Support shifting a constant by a variable

We considered various ways to support

var a: i32 = ...;
var b: i32 = 1 << a;
var c: i32 = 1234 >> a;

with no explicit type specified for the first operand of a bit-shift operator. We considered the following options:

  • Use the type of the second operand as the result type. This would be surprising, because the type of the second operand doesn’t otherwise influence the result type of a built-in bit-shift operator.
  • Use some suitable integer type that can fit the first operand. However, this is unlikely to do the right thing for a left-shift, and will frequently pick either a type that’s too large, resulting in the program being rejected due to narrowing, or a type that’s too small, resulting in a program that has undefined behavior due to the second operand being too large. We could apply this approach only for right shifts, but it was deemed too inconsistent to use different rules for left and right shifts.
  • We could find a way to defer picking the type in which the operation is performed until later. For example, we could treat 1 << a as a value of a new type that carries its left-hand operand as a type parameter and its right-hand operand as runtime state, and allow that type to be converted in the same way as its integer constant. However, this would introduce substantial complexity: reasonable and expected uses such as
    var mask: u32 = (1 << a) - 1;
    

    would require a second new type for a shifted value plus an offset, and general support would require a facility analogous to expression templates. Further, this facility would allow implicit conversions that notionally overflow, such as would happen in the above example when a is greater than 32.

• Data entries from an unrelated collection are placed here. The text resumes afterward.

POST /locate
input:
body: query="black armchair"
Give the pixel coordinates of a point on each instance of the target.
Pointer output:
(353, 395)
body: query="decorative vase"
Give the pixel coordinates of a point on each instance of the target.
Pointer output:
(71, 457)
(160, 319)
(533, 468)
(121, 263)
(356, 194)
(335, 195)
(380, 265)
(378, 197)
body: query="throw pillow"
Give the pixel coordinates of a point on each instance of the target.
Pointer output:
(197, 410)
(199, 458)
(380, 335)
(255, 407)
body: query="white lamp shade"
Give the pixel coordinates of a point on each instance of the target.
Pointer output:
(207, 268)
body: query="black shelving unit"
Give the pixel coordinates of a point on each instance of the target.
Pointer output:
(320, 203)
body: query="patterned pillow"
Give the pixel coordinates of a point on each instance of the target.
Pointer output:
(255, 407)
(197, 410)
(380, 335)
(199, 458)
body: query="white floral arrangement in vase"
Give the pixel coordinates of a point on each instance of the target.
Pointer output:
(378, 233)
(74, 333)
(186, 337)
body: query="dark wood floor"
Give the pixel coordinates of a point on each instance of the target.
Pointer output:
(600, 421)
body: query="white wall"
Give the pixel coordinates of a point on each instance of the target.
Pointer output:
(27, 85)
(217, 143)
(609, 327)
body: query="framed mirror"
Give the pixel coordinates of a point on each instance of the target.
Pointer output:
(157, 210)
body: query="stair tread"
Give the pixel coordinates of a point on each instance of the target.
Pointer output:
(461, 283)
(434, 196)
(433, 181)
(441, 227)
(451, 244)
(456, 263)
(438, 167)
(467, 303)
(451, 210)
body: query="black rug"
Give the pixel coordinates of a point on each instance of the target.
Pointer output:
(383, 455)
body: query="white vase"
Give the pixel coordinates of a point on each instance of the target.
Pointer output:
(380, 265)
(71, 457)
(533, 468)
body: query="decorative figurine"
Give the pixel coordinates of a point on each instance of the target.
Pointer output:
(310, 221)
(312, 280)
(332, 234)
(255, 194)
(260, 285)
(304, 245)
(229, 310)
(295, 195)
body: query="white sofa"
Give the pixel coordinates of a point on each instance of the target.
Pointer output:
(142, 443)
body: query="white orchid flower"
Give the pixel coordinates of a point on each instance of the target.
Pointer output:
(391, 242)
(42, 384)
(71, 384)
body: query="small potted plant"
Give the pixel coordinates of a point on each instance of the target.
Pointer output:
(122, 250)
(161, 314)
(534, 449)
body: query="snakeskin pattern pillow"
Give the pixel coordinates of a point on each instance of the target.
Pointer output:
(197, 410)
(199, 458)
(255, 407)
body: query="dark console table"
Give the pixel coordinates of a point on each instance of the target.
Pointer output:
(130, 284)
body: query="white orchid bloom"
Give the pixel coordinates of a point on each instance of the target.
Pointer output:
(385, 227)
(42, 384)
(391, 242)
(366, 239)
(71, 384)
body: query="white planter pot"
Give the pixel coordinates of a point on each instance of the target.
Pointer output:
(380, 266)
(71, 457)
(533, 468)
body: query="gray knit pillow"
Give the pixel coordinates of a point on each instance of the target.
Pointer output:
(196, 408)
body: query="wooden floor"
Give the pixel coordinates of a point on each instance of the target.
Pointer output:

In the absence of a good approach, we disallow such conversions for now. The above example can be written as:

var a: i32 = ...;
var b: i32 = (1 as i32) << a;
var c: i32 = (1234 as i32) >> a;

Converting complements to unsigned types

We view an integer constant has having infinitely many high-order sign bits followed by some number of lower-order value bits. As a consequence, the complement of a positive integer constant is negative. As a result, some important forms of initialization use a negative integer constant initializer for an unsigned type:

// Initializer here is the integer value -8.
var mask: u32 = ^7;

We considered some options for handling this:

  • We could allow negative integer constants to convert to unsigned types if doing so only discards sign bits. This violates the “semantics-preserving” rule for implicit conversions.
  • We could change our model of integer constants to distinguish between “masks” – numbers with infinitely many 1 bits preceding the value bits that are nonetheless not considered to be negative. This was considered to introduce too much complexity.
  • We could allow conversions to unsigned types from signed types and negative constants in general, or at least in cases where the signed operand is no wider than the unsigned type, and perform wrapping. The latter option seems plausible, but we don’t have sufficient motivation for it, and were worried about a risk of bugs from allowing an implicit conversion at runtime that converts a negative value to an unsigned type.
  • We could reject such initializations, with an explicit conversion required to convert such values to unsigned types. This seems to present unacceptable ergonomics for code performing bit-manipulation.

On balance, our preferred option was to permit implicit conversions from negative literals to unsigned types so long as we only discard sign bits.